The school installed its first computer suite six years ago. Two years later, Ms Bigland chanced upon a leaflet from Questmark (www.questmark.co.uk) in Nottingham advertising video-conferencing. She had seen video-conferencing operating in the business world and was convinced that it had something to offer schools - especially a school such as Lent Rise, where a third of pupils have special needs. Questmark agreed to provide equipment and training. In return, Lent Rise would help show what could be done.

“Video-conferencing is a powerful tool, particularly for a challenging clientele like ours,” she says. “It enhances provision. It helps develop children’s skills in speaking and listening, and it helps prepare them for the world of work.”

Last Christmas, a class of four-year-olds met Santa Claus in Lapland thanks to video-conferencing. They asked him questions about his life in Lapland and sang to him and his elves.

“It really got their imaginations going,” says class teacher Jillian Watson. “And it helped them with dialogue, taking it in turns to speak, and developing their own ideas.”
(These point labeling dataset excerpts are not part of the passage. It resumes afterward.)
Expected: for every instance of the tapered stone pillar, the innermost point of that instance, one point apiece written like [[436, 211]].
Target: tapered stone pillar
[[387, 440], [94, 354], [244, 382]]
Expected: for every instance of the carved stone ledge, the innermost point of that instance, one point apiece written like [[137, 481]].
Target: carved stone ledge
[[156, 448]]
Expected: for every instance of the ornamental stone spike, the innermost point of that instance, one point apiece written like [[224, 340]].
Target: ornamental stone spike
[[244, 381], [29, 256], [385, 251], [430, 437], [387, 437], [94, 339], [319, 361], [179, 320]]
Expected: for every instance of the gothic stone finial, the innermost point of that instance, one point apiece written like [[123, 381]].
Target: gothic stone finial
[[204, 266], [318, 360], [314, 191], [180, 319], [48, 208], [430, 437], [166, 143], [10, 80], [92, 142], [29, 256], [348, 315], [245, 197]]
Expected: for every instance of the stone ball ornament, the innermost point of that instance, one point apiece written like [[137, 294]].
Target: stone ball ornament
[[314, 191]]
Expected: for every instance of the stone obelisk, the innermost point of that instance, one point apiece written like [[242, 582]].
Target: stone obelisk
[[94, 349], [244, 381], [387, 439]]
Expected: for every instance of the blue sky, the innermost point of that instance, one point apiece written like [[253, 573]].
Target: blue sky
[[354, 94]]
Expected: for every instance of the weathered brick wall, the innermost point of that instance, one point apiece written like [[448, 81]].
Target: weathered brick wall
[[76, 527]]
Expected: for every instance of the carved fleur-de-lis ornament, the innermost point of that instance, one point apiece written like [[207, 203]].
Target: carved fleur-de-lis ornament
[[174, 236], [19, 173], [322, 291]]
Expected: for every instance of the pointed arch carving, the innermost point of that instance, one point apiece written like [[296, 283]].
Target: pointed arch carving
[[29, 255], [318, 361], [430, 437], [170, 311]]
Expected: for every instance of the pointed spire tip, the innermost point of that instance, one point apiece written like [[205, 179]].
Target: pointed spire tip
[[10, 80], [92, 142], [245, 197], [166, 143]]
Last year, eight and nine-year-olds linked up on four screens with children from four schools around the world - in France, Texas, Chicago and Brazil - and all the pupils practised their French together.

Rebekah Rees, a Year 4 teacher, says video-conferencing encourages her pupils “to become independent learners - because they come up with the questions and they lead the conference, with me supporting them”. Even the shyest pupils, she says, have been keen to take part.

Simon Ashby, deputy head and video-conferencing co-ordinator, says:

“Children just love being able to talk to people who are only a TV screen away but may be on the other side of the world.”

The school’s video-conferencing contacts with organisations willing to talk to pupils have burgeoned - from just two in the first year to a dozen or more regular contacts, including the National Maritime Museum, NASA and the National Portrait Gallery as well as occasional ones including the Jorvik Centre, the Indian Embassy and the children’s charity Barnardo’s.

This term children will link up with their MEP in Brussels and a French-speaking MEP to practise their French conversation. On the day of my visit, representatives from Hitachi were at Lent Rise to establish a new link with a school in Japan in which webcams will be used to bring together pupils from the two schools.

“We’re always on the look-out for new possibilities,” says Simon Ashby.

“You can teach a subject the same way each year, but if you’ve suddenly got a new contact, it keeps things interesting and lively.”